# Anyway to "force" an update?



## Slyster (May 17, 2005)

I am sitting here with my 522 still on 2.35.. while I read about 2.36 coming and going, 2.37 coming and going, and now the latest 2.38 here.

Is there anyway to force an upgrade? Resetting? Unpluggin? Some trick in setup or installation?

Tx!!


----------



## Jason Nipp (Jun 10, 2004)

Yes, there is. Get your receiver, pack it in a box, drive it to Denver, pay $50, and have them "Refurb" the receiver. 

Otherwise,

No, there is not. You must patiently wait along with everyone else until your receiver is in the target range of the spool.


----------



## Mikey (Oct 26, 2004)

Jason Nipp said:


> Yes, there is. Get your receiver, pack it in a box, drive it to Denver, pay $50, and have them "Refurb" the receiver.
> 
> Otherwise,
> 
> No, there is not. You must patiently wait along with everyone else until your receiver is in the target range of the spool.


Whoa, Jason. Don't give the guy an attitude. He was just asking a question.


----------



## Jason Nipp (Jun 10, 2004)

Mikey said:


> Whoa, Jason. Don't give the guy an attitude. He was just asking a question.
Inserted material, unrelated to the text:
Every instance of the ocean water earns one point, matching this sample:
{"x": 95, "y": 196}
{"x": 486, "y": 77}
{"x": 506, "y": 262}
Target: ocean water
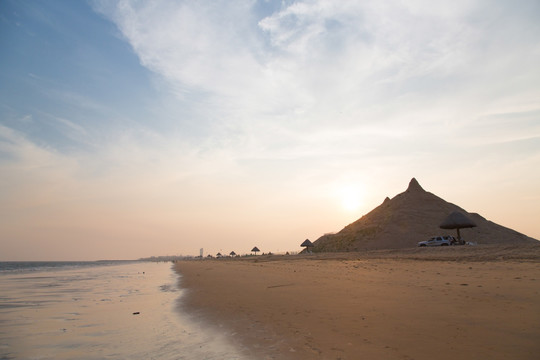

I did answer the question? That for him to get it ahead of time. But your right I did put some attitude behind it. Sorry. It just never ceases to amaze me how many times that exact question gets asked. Just about everytime new software spools.

Sorry Slyster.


----------



## Slyster (May 17, 2005)

Serious? I can go to Denver and have it done? Where in Denver? Do you have an address or directions? I am actually in Vail, CO for the next 2 months and would be very willing to do this... Denver is only just over an hour away. If this would save me anothe 2 weeks on waiting for the upgrade.. it would be worth it to me.


----------



## Jason Nipp (Jun 10, 2004)

Slyster said:


> Serious? I can go to Denver and have it done? Where in Denver? Do you have an address or directions? I am actually in Vail, CO for the next 2 months and would be very willing to do this... Denver is only just over an hour away. If this would save me anothe 2 weeks on waiting for the upgrade.. it would be worth it to me.


Yes, this can be arranged. This is typically done as a service to retailers. There is a small fee to do this, I was told $50 on an 811, on a 50x price could different.

This is what they refer to as a "Refurb". From my understanding when done you receiver would be restored to a factory ship condition, the smartcard is swapped, the memory is completely erased, as such when you got back home you would have to set it up as if it were a new box. This includes setting up the switch matrix, letting it download the newest software from the PiD, which for a new receiver is 2.38, and then you would have to resubscribe the receiver. I do not think this can be done while you wait. I have no idea what the lead-time is to get it back once you give it to them. Advanced Technical Support should be able to help you with setting this up. If not I can dig up more info. But it does seem like over kill for what your trying to accomplish in my opinion. I hear rumors that the confidence factor is high on 2.38 going all the way this time around.


----------



## Bob Haller (Mar 24, 2002)

NEVER rush a upgrade, let others like me foind the bugs.....


----------



## BuckeyeChris (Apr 20, 2004)

Bob Haller said:


> NEVER rush a upgrade, let others like me foind the bugs.....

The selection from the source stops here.